Actually, not doing this and using the L2 regularization, the scale of weights is free to be pushed towards epsilon (with no effect on the resulting predictions) until the NN will blow out from rounding errors.

2.) Why is it called Batch-Normalization, if the idea is to normalize the layer activations a (or arguments z)? Ok, it does put all the mini-batch activations on the same scale, but the idea is equally useful even when not doing the mini-batching?

3.) If we were generous enough to make the gamma scaling of the hidden layers activations arguments z as a learnable parameter, why not to allow it for the input layer as well?

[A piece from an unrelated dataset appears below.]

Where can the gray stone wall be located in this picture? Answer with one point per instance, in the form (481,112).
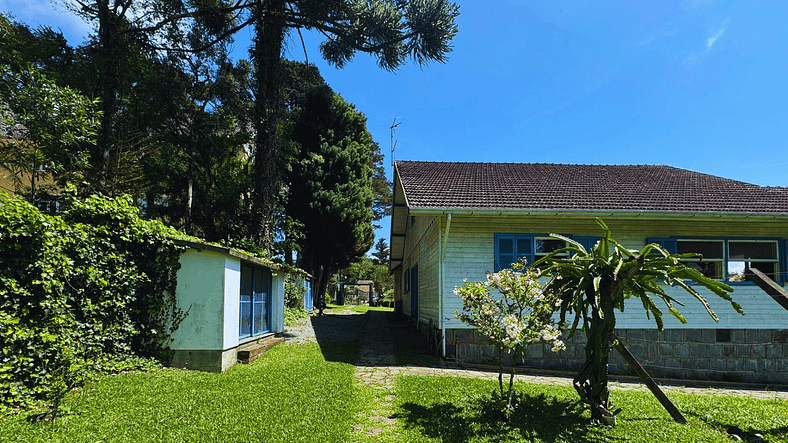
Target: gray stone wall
(740,355)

There is a lot to discuss about Batch Normalization. I don’t have complete answers for all your questions, but here are some thoughts:

I think you’re at least slightly missing the point here. The normalization is based on the actual activation values that are seen.

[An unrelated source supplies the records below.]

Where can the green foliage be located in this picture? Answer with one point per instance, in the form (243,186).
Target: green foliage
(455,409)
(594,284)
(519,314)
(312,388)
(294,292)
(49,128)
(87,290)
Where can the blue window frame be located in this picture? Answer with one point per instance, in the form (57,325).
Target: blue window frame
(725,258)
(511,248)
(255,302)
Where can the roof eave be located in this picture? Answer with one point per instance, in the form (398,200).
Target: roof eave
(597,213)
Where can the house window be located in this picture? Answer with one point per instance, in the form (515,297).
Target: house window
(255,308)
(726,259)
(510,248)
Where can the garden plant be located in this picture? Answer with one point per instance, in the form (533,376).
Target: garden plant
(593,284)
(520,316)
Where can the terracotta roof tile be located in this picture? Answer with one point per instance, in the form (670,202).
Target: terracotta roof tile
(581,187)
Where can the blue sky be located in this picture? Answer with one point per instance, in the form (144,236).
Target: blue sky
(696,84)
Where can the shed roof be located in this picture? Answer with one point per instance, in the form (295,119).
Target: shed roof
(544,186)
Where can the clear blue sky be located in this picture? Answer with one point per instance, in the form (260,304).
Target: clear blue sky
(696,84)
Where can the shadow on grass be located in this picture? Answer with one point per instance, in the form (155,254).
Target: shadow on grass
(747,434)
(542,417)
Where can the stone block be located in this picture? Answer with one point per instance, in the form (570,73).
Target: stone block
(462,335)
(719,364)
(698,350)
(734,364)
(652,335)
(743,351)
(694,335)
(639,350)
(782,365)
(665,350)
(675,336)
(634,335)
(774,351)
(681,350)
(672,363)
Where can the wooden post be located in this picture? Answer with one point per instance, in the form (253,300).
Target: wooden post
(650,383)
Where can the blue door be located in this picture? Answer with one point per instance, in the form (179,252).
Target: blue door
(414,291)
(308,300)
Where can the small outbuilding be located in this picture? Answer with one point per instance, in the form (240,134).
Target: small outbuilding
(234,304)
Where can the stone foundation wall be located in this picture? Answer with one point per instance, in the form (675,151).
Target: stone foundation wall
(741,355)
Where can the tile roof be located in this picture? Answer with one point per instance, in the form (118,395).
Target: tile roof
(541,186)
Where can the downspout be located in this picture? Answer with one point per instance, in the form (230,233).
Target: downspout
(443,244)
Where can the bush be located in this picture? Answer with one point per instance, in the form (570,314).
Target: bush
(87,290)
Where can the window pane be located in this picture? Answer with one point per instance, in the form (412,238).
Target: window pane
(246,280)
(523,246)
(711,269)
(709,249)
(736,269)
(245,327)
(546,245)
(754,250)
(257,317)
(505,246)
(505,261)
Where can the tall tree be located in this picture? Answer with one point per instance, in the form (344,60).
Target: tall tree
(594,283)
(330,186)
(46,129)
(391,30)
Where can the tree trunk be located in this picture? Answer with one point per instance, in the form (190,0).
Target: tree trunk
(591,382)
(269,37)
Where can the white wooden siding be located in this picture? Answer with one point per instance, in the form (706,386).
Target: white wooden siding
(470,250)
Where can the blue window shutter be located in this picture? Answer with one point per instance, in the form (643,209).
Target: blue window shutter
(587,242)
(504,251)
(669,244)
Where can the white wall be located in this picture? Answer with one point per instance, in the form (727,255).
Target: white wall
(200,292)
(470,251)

It’s happening on the linear activations of the hidden layers, so it applies at whatever style of batch processing you are doing: minibatch or full batch gradient descent. It wouldn’t make sense for the Stochastic GD case. In the sense that it becomes a NOP if you’re computing the mean of a single value.

The point is that BN applies to the linear activation outputs, so it can apply at any of hidden layers. If you think about it, there really isn’t an “input layer”: it’s the first hidden layer, right? And BN can be applied to the activations of that layer.

If we fix an element of W (like W1 in your example), one problem I see is that there is no guarantee that the resulting components of z will be of more or less uniform size. There may be cases where even only z_1 can become large due to off-diagnoal elements of W. Then, we may have to normalize again. Another problem of fixing W1 at 1 is that the model will never converge if the true minimum is when W1 is very small compared to the other elements or 0.

As for the dominating/negligible regularization term compared to the original cost term, I think that its relative effect is controlled by \lambda. If W has too many big elements, \lambda has to be small so the regularization term is meaningfully big but not completely dominating the 1st term.

I also agree with you in that some of W must have gone into \gamma. I just started to learn machine/deep learning myself, but I don’t feel that people would worry too much about having a few extra parameters if the model performs better.